The flow is simple. Send a message from Node A while Node B is offline. The server records the message. When Node B boots it can request stored messages. The server then returns the queued items. In practice you may see duplicate messages because the node and server do not always share identical delivery state. Expect some duplicates and handle them at the application level if needed.
Switching the same nodes to the public default channel using LongFast (slot 20) reveals an important restriction. Store and Forward commands are refused on the default public channel. Attempting to request stored messages returns the error message:
"S and F not permitted on public channel"
This is by design for many setups. The server will not accept Store and Forward operations on the public LongFast channel. Creating a separate private channel for SF operations restores functionality.
When done properly the server will store messages sent on the private channel and return them on request after the client rejoins.
Which devices support Meshtastic Store and Forward?
Devices with PSRAM can act as Store and Forward servers. Heltec V4 is a common example. Devices without PSRAM like many T114 boards cannot reliably host the server role.
Can Store and Forward work on the public LongFast channel?
Store and Forward is not permitted on the default public LongFast channel in typical configurations. Use a private, nondefault channel for SF operations.
Why do I see duplicate messages after SF delivery?
Duplicates happen when the server and the client disagree about which messages were acknowledged before the client went offline. Implement de-duplication logic by comparing message IDs, timestamps, or hashes.
How do I secure my SF channel?
Create a private channel and set a custom AES key. Only nodes with that key can read or request Store and Forward messages on that channel.
What if my SF server runs out of memory?
Store and Forward settings allow you to limit how many messages the server stores. Monitor PSRAM usage and tune retention, message size limits, or purge policies accordingly.

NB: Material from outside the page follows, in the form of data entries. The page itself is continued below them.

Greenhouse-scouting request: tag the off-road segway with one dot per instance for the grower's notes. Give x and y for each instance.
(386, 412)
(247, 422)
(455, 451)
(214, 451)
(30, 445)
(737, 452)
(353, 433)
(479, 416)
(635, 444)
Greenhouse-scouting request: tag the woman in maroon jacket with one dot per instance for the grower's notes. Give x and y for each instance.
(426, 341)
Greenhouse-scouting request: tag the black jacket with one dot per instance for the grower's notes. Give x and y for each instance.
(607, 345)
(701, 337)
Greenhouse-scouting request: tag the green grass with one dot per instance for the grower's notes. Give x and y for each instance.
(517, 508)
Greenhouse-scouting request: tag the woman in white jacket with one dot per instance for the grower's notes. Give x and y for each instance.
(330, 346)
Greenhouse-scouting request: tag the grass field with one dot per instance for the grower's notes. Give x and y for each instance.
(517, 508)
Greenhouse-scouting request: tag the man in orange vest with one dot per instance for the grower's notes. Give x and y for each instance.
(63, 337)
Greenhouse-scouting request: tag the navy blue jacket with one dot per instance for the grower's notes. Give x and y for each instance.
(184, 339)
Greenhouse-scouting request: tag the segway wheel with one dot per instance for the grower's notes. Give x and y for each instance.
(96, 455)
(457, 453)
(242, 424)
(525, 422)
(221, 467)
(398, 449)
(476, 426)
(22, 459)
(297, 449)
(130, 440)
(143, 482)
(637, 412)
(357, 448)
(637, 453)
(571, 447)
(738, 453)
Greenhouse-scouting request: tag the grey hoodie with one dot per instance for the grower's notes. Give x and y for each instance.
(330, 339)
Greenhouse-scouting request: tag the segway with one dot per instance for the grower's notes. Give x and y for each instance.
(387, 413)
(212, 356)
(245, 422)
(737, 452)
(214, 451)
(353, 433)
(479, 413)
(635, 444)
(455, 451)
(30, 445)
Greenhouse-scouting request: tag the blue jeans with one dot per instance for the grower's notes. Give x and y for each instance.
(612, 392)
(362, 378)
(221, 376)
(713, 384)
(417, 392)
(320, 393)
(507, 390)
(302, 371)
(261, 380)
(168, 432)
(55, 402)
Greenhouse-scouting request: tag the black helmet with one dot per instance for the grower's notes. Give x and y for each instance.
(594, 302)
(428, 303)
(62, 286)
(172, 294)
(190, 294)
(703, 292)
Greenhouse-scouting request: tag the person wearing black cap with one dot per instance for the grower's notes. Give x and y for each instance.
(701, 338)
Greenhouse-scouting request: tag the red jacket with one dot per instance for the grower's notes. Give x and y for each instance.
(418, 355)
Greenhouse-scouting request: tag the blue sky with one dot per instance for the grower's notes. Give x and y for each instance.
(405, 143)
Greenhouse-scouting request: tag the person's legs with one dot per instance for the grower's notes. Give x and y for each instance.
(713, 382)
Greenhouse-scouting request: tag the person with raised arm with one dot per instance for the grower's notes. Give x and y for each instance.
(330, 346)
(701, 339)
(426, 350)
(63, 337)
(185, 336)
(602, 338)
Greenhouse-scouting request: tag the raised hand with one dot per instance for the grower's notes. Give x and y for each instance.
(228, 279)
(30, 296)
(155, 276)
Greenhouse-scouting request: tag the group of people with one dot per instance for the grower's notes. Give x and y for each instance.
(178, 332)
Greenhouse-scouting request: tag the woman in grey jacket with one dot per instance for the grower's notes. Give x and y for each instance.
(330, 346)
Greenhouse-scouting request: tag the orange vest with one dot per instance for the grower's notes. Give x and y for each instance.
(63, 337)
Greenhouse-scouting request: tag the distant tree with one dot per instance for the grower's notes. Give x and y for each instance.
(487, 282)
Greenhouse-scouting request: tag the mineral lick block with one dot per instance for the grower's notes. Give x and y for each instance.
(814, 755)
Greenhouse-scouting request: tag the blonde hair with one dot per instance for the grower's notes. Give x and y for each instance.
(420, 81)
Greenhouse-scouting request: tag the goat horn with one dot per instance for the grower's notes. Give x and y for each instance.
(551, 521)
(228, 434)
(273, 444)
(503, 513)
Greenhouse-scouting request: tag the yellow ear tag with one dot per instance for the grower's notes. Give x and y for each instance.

Meshtastic Store and Forward delivers clear benefits for intermittent connectivity and remote deployments. The main takeaway is hardware matters and channel selection matters. Use a PSRAM enabled server and keep SF traffic on a private channel to ensure reliability and privacy. If you run into unexpected behavior check PSRAM availability, channel settings, and perform tests on an isolated private network before moving to public channels.